Originally from New York, Sheela relocated to Colorado in 1990, and was first introduced to SomaLogic’s CEO Larry Gold while she was interviewing for an RA position with post-doc Craig Tuerk in Larry’s MCDB lab at CU. Sheela has been working with Larry for more than 22 years, [aside from a year with Gilead (1999-2000) and short stint at Amgen in the summer of 2000]. "I love working for Larry, and all my friends work here," she says. "This company is like my second family. The encouragement and support I get from my manager to conduct different kinds of experiments is great."
Outside of work, Sheela enjoys scuba diving in Honduras, and spends her summer weekends camping, boating, gardening and watercolor painting. Her winters consist of skiing trips with her girls and spending time with her family. Sheela attended the State University of New York at Stony Brook and graduated from the University of North Carolina with her Master’s degree in microbiology.
Sheri Wilcox and her family were interested in relocating to Colorado. Her opportunity to do so came in 2001, when she talked with SomaLogic’s CEO Larry Gold about the then-new company’s focus on proteomics, and together they decided she would be a great addition to the SomaLogic team. Looking back on the early days of SomaLogic, she remembers “It was harder than we thought it would be. We’ve made a lot of changes to how things are done; but those changes have enabled the technology we have today, and I am very proud of the growth of the company.”
Today, as Director of Discovery Sciences, Sheri’s responsibilities include generating and characterizing the SOMAmer reagents used for biomarker discovery.

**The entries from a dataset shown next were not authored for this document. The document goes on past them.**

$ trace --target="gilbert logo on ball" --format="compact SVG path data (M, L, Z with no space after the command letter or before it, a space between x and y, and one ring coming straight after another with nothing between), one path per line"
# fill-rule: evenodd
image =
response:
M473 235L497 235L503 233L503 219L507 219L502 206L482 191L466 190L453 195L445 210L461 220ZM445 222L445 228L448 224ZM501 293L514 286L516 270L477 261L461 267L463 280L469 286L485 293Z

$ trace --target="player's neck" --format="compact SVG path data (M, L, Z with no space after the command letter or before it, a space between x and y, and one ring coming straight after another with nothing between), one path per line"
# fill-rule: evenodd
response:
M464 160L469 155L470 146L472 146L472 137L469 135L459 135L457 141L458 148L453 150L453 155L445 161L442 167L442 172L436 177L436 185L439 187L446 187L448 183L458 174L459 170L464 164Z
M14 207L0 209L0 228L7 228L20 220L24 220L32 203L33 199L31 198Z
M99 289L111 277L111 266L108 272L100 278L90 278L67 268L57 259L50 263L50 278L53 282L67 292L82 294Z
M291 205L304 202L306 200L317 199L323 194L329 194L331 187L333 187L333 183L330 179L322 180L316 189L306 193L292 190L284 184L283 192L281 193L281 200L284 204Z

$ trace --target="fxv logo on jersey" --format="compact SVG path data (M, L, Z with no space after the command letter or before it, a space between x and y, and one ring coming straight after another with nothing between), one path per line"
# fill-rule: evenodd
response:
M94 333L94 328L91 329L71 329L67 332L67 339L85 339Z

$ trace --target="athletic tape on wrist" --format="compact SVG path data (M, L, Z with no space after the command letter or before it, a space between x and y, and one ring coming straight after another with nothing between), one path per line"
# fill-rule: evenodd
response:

Sheri says that working for SomaLogic is not just a job: She wants to give doctors new tools to detect the early stages of cancer. “I think that if SOMAscan was available when my parents got sick, they would have detected the lung cancer a lot sooner and it would have made a difference.”
Even as a child growing up in Stone Mountain, Georgia, Sheri recalls that she was fascinated by science. In high school she was a Science Olympian and made it all the way to the State Championship. She also thinks that her younger sister’s childhood fight with Wilms tumor kidney cancer had a big impact on her choice to become a scientist.